Bien entendu, ces derniers (qui, je le rappelle à ceux qui ne suivent pas bien, furent pourtant les premiers), n'étaient pas d'accord. Pourquoi ceux qui n'avaient fourni qu'une seule heure de travail devaient-ils recevoir le même montant que ceux qui en avaient fourni douze ?
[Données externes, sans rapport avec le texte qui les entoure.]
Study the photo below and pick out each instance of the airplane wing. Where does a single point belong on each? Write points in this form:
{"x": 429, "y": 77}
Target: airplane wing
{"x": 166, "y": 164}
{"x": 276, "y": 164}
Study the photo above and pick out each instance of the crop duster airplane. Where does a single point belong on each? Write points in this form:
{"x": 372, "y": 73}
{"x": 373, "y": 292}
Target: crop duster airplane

Ce à quoi le maître de la vigne répondit à l'un des ouvriers mécontents :
« Mon ami, je ne te lèse en rien. N'est-ce pas que nous sommes convenus d'un denier ? Prends ce qui te revient et va-t-en. Il me plaît de donner à celui-ci autant qu'à toi. N'ai-je pas le droit de disposer de mes biens comme il me plaît ? Ou faut-il que tu sois jaloux parce que je suis bon ? »
Et Matthieu conclut : Voilà comment les derniers seront les premiers et les premiers seront derniers.
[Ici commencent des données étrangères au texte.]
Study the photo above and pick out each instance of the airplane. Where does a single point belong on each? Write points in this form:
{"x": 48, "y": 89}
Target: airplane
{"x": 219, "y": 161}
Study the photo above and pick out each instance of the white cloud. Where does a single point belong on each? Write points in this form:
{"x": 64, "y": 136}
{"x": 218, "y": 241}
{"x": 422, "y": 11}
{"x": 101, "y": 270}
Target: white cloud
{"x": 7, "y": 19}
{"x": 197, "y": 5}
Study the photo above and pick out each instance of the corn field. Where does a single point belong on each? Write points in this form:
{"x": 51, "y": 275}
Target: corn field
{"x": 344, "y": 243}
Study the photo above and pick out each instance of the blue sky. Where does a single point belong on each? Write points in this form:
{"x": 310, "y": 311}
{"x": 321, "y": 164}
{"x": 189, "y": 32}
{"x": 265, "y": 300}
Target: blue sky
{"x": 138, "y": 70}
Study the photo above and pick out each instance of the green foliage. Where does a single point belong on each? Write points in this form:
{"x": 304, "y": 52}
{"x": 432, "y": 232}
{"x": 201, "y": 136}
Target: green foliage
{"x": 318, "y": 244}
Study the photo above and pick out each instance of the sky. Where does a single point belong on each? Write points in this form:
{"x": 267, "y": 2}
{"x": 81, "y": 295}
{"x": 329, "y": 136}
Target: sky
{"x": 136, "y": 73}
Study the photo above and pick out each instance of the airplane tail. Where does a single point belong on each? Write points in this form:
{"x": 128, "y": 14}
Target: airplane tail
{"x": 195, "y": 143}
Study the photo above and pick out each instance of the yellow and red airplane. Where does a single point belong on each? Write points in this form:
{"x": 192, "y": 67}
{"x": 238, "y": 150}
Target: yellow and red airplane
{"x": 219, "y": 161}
Le sens de cette parabole est assez clair :
Si le maître engage des ouvriers à la onzième heure, c'est qu'à ceux-là, aucun travail ne leur a été proposé avant. Il n'y a donc là aucune volonté d'encourager la paresse, mais plutôt de donner à chacun des chances égales. Jésus y signifie indirectement qu'il est toujours temps de venir à lui et qu'aucune préférence ne sera faite basée sur l'ordre de conversion, chacun étant traité à égalité quelle que soit la période de son ralliement.

Exemples

« Ouvrier de la dernière heure ou presque, je m'étais rangé sous ses ordres en 1943 [l'auteur évoque Charles de Gaulle], et il ne nous avait jamais adressé le moindre signe. Douze ans après, j'étais convoqué par son aide de camp. Tiens, pourquoi ? »
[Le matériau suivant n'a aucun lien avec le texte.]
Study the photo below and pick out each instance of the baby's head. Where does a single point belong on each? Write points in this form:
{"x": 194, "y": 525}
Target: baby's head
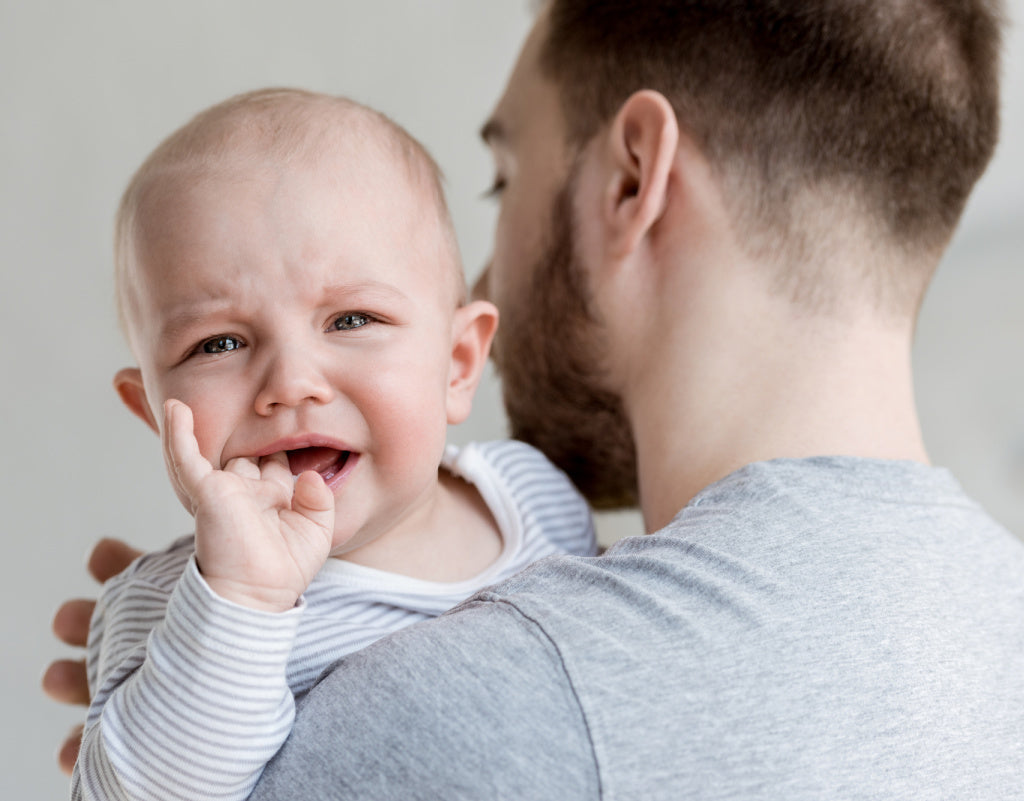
{"x": 286, "y": 266}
Jules Roy - Mémoires barbares - 1989

Comment dit-on ailleurs ?

Langue Expression équivalente Traduction littérale
Allemand jemand, der die Arbeit nicht gerade erfunden hat quelqu'un / celui qui n'a pas inventé le travail
Anglais (Irlande) Last-minute helper. Une aide de la dernière minute.
Anglais an eleventh-hour worker/ A last hour worker un ouvrier de la onzième heure / dernière heure
Anglais (USA) an eleventh-hour volunteer / conscript un volontaire / un appelé de la onzième heure
Espagnol (Espagne) ¡A buenas horas mangas verdes! à la bonne heure manches vertes!
Espagnol (Espagne) A toro pasado / Actuar a toro pasado Après coup / Agir après coup (Agir comme un ouvrier de la onzième)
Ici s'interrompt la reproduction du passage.